Facing declining revenue, Adams said it was necessary to make cuts, many of which were unpopular, in order to balance the state’s biennial budget. With that accomplished, Adams said he believes the state is better off for the future.

“We’ve lost population, we’ve lost two Congressional seats and with that a lot of jobs,” Adams said. “That means revenue. So therefore you have to shrink the size of state and local government to more align with the revenue streams that are out there.”

Included in the budget was a provision to eliminate the estate tax — something Adams said he worked hard to get added to the bill.

“To be honest, it couldn’t have happened without others playing a role, too,” Adams said. “It was quite an accomplishment for a tax that has been around for over 116 years.”

A second issue Adams addressed last year was the passage of House Bill 133, which allowed for drilling on state-owned property. Adams said the measure could add additional revenue into the Ohio Department of Natural Resources’ coffers for a back-log of capital improvement projects.

“It was designed for whatever dollars are raised by auctioning off parcels for drilling rights, those dollars would go to much needed relief of half a billion dollar back-log of capital improvement projects in our state parks,” Adams said. “One amendment we had to get in was that 25 percent of the dollars brought in had to stay from whatever park or state land it was from. The remaining 75 percent can be used for any park for capital improvements.”

Turning his attention to this year, Adams said his GOP colleagues have a caucus meeting on Monday to layout their goals and strategy for 2012. With it being an election year, Adams said it should be a busy year.

“There are still concerns with the bureau of workers compensation and what it costs businesses in Ohio,” Adams said. “There are changes that need to be looked at and made to ease the expense side of businesses in Ohio.”

Adams also stressed the importance of addressing the state’s five budget plans to make sure the systems remain solvent.

“At some point, I don’t know when it will happen, but the five pension plans of the state have to be addressed at some point,” Adams said. “I believe three out of the five simply do not meet their 30-year funding obligations. They are only meeting their obligations to the tune of 73 percent.

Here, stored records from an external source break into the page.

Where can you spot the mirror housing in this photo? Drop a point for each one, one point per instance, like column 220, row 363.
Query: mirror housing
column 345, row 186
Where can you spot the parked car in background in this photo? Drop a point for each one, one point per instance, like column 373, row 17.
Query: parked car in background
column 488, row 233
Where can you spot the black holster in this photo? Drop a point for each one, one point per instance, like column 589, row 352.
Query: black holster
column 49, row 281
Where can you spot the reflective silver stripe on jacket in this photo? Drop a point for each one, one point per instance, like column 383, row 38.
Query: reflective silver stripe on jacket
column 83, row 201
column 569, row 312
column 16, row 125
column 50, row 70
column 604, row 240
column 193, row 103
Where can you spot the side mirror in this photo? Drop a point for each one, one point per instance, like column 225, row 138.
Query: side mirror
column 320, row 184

The question is how do you solve the problem of meeting the requirement of making sure they are meeting their 30-year obligation of solvency.”

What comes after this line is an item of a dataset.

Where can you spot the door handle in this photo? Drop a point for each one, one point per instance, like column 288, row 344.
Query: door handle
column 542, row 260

With 2012 comes new state House and Senate districts for Ohio. During the apportionment process, Auglaize County was carved into two new House and Senate districts and if re-elected, Adams would no longer represent any portion of Auglaize County.

“The voters in Auglaize County have always been good to me,” Adams said. “If I’m elected, I’d be in the 85th district, but I will continue to represent Auglaize County through 2012.”

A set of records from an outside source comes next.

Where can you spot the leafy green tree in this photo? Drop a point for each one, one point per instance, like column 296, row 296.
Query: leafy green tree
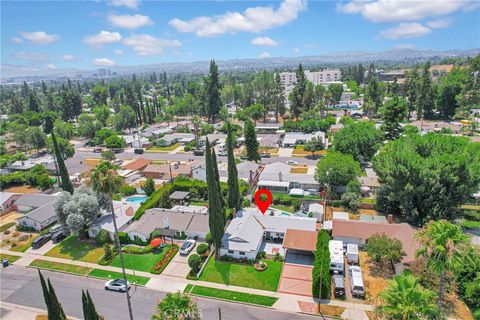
column 443, row 245
column 427, row 177
column 104, row 179
column 233, row 199
column 321, row 267
column 177, row 306
column 382, row 248
column 406, row 299
column 313, row 145
column 214, row 102
column 251, row 142
column 65, row 182
column 216, row 217
column 337, row 169
column 149, row 186
column 359, row 139
column 114, row 142
column 393, row 113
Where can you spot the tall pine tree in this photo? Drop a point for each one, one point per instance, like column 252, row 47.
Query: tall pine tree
column 216, row 218
column 251, row 142
column 233, row 199
column 66, row 184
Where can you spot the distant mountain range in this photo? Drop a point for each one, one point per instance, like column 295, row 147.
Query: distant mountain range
column 403, row 55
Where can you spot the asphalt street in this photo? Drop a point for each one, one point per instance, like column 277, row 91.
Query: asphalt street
column 20, row 285
column 76, row 164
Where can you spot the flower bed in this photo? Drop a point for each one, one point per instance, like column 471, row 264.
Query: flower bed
column 162, row 264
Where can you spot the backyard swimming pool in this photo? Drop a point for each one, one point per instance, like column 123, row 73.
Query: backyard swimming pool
column 136, row 199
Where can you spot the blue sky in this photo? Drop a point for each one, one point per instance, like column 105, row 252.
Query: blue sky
column 88, row 34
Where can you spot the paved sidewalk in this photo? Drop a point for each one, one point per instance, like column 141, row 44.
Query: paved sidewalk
column 168, row 283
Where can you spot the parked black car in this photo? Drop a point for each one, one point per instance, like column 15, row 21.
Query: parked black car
column 59, row 236
column 40, row 241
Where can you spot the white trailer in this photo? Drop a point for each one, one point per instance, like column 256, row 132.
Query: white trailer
column 352, row 253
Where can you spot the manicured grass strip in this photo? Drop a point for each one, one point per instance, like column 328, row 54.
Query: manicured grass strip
column 74, row 249
column 56, row 266
column 242, row 275
column 11, row 258
column 24, row 246
column 233, row 296
column 105, row 274
column 7, row 226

Under the new districts, Auglaize County now falls in the 82nd and 84th House Districts. The cities of St. Marys and Wapakoneta as well as the village of Buckland and the townships of Moulton, Noble, Salem and parts of St. Marys are in the 82nd House District, which also includes Defiance, Paulding and Van Wert counties. The rest of Auglaize County, including the villages of New Bremen, New Knoxville, Minster, Waynesfield and Cridersville and portions of St. Marys Township, fall in the 84th House District, which also includes Mercer County and parts of Darke and Shelby counties. The portions of Auglaize County that fall within the 82nd House District are part of the 1st Senate District and those in the 84th House District are part of the 12th Senate District. Auglaize County remains in the 4th U.S. Congressional District.